Although the market is still struggling to incorporate the carbon risk that weighs indirectly on the economic fabric, with regard to the UK market, the "Low-Carbon" strategies constructed from direct GHG emissions have paid off over the past five years on average for most of the sectors most exposed to carbon risk. In addition, the volatility of these strategies is slightly lower.
The integration of carbon and climate risk ex-ante (definition of an eligible universe) or ex-post (monitoring of environmental KPIs) is made possible by the availability of standard measurements, such as the direct and indirect emissions provided by the Trucost agency or the MSCI - RiskMetrics environmental scores. Some of these indicators are also already available to AXA IM's managers through AXA IM's ESG proprietary platform, the RI Search.

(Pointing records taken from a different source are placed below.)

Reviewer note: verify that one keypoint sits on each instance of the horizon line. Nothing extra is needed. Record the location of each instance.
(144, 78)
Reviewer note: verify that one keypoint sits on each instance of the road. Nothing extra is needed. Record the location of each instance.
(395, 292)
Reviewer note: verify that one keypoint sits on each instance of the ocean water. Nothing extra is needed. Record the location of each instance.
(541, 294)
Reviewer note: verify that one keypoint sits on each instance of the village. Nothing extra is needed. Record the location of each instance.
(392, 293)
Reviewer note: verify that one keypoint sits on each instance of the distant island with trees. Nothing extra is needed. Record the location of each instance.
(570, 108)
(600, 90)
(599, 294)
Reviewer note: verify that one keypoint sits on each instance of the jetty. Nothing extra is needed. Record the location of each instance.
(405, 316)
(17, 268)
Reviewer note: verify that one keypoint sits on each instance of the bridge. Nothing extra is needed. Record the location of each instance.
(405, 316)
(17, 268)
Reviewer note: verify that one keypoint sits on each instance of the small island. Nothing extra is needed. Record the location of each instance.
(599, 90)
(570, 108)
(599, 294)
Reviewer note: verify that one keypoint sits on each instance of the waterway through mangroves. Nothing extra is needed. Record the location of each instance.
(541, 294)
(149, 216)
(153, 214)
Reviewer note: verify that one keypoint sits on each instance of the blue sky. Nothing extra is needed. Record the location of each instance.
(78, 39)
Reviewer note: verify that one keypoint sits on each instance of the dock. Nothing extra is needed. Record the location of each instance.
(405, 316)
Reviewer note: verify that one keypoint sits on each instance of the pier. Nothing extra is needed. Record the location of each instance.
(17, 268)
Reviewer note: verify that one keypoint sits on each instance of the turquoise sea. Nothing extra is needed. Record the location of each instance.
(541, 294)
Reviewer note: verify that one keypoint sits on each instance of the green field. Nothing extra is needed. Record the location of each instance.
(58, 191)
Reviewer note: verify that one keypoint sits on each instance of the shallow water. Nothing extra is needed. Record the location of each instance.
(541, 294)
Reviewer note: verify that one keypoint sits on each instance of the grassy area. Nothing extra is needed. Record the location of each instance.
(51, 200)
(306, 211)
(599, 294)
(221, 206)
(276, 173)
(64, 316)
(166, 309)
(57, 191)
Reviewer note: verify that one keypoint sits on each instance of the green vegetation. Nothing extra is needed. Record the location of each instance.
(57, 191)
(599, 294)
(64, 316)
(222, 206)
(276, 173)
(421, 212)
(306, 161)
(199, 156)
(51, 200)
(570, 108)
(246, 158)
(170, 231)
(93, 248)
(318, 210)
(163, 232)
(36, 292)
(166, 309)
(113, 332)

During the last two decades the OECD members have put into place carbon markets as regulatory mechanisms in order to control greenhouse gas emissions (GHGs). The companies with the highest emissions must increasingly also take into account the cost associated with the emission of carbon, and integrate the risks and opportunities related to climate change into their strategies.
According to a Ceres survey, more than 60% of the surveyed investors state that they integrate regulatory carbon risk into their investment considerations. But only 20% claim to take carbon risk directly into account in their valution models.
Why did AXA commission the research?
The purpose of the research was to analyse the impact of carbon risk for investors on the European market in general and the UK market in particular. A clasification of solutions for investors wanting to incorporate carbon risk, and thus climate risk, into their management strategy is also presented.